SearXNG — Why Self-Hosted¶
SWEN uses SearXNG — a self-hosted, privacy-respecting meta-search engine. Reasons:
- No API key needed — SearXNG aggregates public search engines, no paid subscription
- No data leakage — your transaction counterparty names never reach Google or Bing directly
- Configurable — you can point SearXNG at specific search engines or disable it entirely
- Runs alongside SWEN — included in
docker-compose.yml, no extra setup
Configuration¶
| Environment variable | Default | Description |
|---|---|---|
SWEN_ML_ENRICHMENT_SEARXNG_URL |
http://localhost:8888 |
URL of your SearXNG instance. Set to http://searxng:8080 when using Docker Compose |
SWEN_ML_ENRICHMENT_ENABLED |
true |
Set to false to disable SearXNG-based enrichment (keyword enrichment still runs) |
SWEN_ML_ENRICHMENT_SEARCH_TIMEOUT |
5.0 |
Max seconds to wait for a SearXNG response |
SWEN_ML_ENRICHMENT_RATE_LIMIT_SECONDS |
1.0 |
Minimum seconds between SearXNG requests |
SWEN_ML_ENRICHMENT_CACHE_TTL_DAYS |
7 |
How long search results are cached (in days) |
SWEN_ML_ENRICHMENT_MAX_CACHE_SIZE |
10000 |
Maximum number of cached enrichment entries |
Set these in config/.env:
When Enrichment Is Skipped¶
Enrichment is skipped (gracefully) when:
SWEN_ML_ENRICHMENT_ENABLED=false- The SearXNG service is unreachable (connection refused, DNS failure)
- The lookup takes longer than
SWEN_ML_ENRICHMENT_TIMEOUT_SECONDS - No meaningful counterparty name could be extracted
- The result is already cached from a previous lookup
In all these cases, classification falls through to Tier 1 with the un-enriched text. Enrichment failure never prevents classification.
Caching¶
Enrichment results are cached in the ML service's SQLite database keyed by the (normalised) counterparty name. The default TTL is 7 days. This means:
REWE MARKT HAMBURGonly triggers one SearXNG lookup, then uses the cached description for all future REWE transactions- The cache warms up quickly after the first few hundred transactions
Rate Limiting¶
SearXNG itself applies rate limiting to the upstream search engines it queries.

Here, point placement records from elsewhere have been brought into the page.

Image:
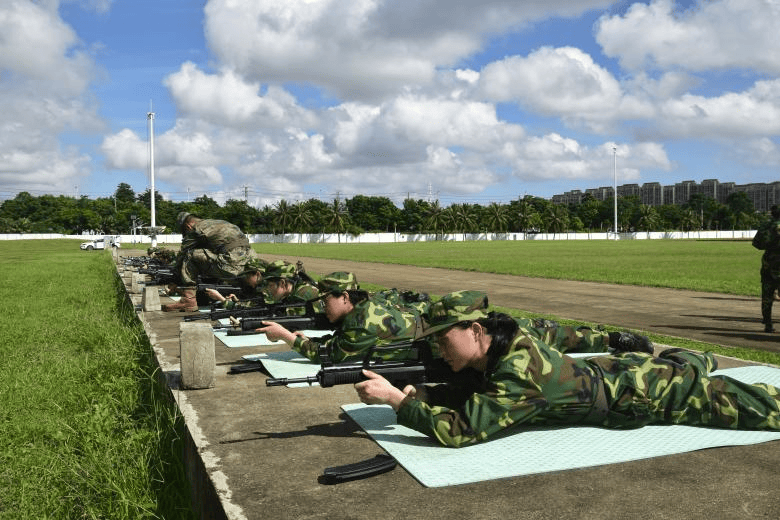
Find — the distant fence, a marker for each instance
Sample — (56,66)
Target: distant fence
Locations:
(389,238)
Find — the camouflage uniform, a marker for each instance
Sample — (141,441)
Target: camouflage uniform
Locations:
(767,238)
(529,383)
(302,291)
(374,321)
(213,248)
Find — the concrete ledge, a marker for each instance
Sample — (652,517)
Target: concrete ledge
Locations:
(259,452)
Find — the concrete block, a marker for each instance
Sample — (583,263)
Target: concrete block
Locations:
(151,299)
(196,350)
(137,282)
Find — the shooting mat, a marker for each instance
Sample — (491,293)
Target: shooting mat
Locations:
(286,364)
(541,450)
(257,340)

SWEN's enrichment client does not add additional rate limiting beyond the timeout. If you are running a high-volume import (thousands of transactions), enrichment may be throttled by SearXNG's upstream limits. In that case, set SWEN_ML_ENRICHMENT_ENABLED=false for the initial bulk import, then re-enable it for ongoing use.
Disabling SearXNG Entirely¶
If you prefer not to run SearXNG at all:
- Set
SWEN_ML_ENRICHMENT_ENABLED=falseinconfig/.env - Comment out the
searxngservice indocker-compose.yml
Keyword enrichment (via keywords_de.txt) continues to run regardless. Classification still works via the Example Classifier and Anchor Classifier.